Его взгляд ласкал, успокаивал, излучал нежность.
— Я ещё обижена на то, что ты врал.
— А я думал, сейчас будешь говорить про то, что я снова принял решение без тебя, — закатил глаза.
— К этому я уже привыкла, — фыркнула.
— Ты очаровательна, когда злишься.
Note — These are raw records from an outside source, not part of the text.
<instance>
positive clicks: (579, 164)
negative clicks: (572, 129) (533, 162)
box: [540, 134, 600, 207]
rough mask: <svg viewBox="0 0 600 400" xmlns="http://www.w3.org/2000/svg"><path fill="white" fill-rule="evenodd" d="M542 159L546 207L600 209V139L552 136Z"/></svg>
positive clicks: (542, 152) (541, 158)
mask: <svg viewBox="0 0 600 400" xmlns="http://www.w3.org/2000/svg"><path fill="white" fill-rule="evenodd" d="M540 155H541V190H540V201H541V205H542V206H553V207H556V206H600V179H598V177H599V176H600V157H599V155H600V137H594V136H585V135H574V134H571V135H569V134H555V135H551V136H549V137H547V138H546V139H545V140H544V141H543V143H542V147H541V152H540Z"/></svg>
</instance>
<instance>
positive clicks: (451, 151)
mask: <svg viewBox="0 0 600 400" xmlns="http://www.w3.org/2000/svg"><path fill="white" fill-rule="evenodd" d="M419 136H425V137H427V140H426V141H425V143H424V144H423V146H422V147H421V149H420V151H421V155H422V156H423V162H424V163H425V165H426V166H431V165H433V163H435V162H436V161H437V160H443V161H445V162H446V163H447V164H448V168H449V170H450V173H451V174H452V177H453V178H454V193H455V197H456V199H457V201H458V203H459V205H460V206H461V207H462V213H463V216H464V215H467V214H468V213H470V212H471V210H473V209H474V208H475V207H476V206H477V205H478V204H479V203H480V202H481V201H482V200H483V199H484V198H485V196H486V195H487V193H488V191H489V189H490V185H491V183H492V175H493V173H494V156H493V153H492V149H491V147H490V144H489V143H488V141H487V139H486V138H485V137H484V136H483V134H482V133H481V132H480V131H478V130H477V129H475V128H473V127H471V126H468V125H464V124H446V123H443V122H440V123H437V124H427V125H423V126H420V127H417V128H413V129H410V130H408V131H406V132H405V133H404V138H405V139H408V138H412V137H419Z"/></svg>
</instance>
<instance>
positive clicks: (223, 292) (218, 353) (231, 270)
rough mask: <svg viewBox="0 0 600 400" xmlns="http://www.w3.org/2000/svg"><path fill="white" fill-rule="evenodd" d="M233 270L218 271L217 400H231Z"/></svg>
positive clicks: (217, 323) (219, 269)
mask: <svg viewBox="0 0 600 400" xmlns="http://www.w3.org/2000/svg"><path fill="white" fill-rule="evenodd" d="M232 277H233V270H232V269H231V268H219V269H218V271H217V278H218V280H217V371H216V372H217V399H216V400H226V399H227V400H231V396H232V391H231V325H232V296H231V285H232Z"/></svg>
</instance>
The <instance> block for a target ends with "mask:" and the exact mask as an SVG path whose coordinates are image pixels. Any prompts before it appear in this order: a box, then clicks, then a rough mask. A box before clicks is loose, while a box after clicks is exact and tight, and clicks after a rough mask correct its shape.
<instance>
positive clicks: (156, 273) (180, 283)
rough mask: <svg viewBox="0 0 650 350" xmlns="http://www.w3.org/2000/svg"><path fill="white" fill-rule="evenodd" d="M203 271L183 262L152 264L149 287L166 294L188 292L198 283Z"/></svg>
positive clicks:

Знала об этом?
— Не подлизывайся.
— Проголодалась?
— И это все, что ты хочешь у меня спросить?
— Детка, я буду добиваться твоего прощения, и для этого мне не нужно спрашивать, как это сделать.
— Будешь? — прищурилась.
— Всеми возможными способами, и даже сделаю вид, что не заметил, что уже прощен, — подмигнул.
Закусила губу, чтобы не улыбнуться.
Все же не верится, что так все просто.
— Я снова сбегаю, да? — грустно спрашиваю.
— Нет, милая, — улыбается. — Мы не сбегаем, мы уезжаем. Пусть отцы ищут другие способы укрепления сотрудничества, без нас.
— Значит, уезжаем, — откидываюсь на спинку сиденья. — А куда?
— Сначала запутаем следы, а потом махнем в Швейцарию. Сноуборд, горячие источники, — голос Глебушки излучает мечтательность.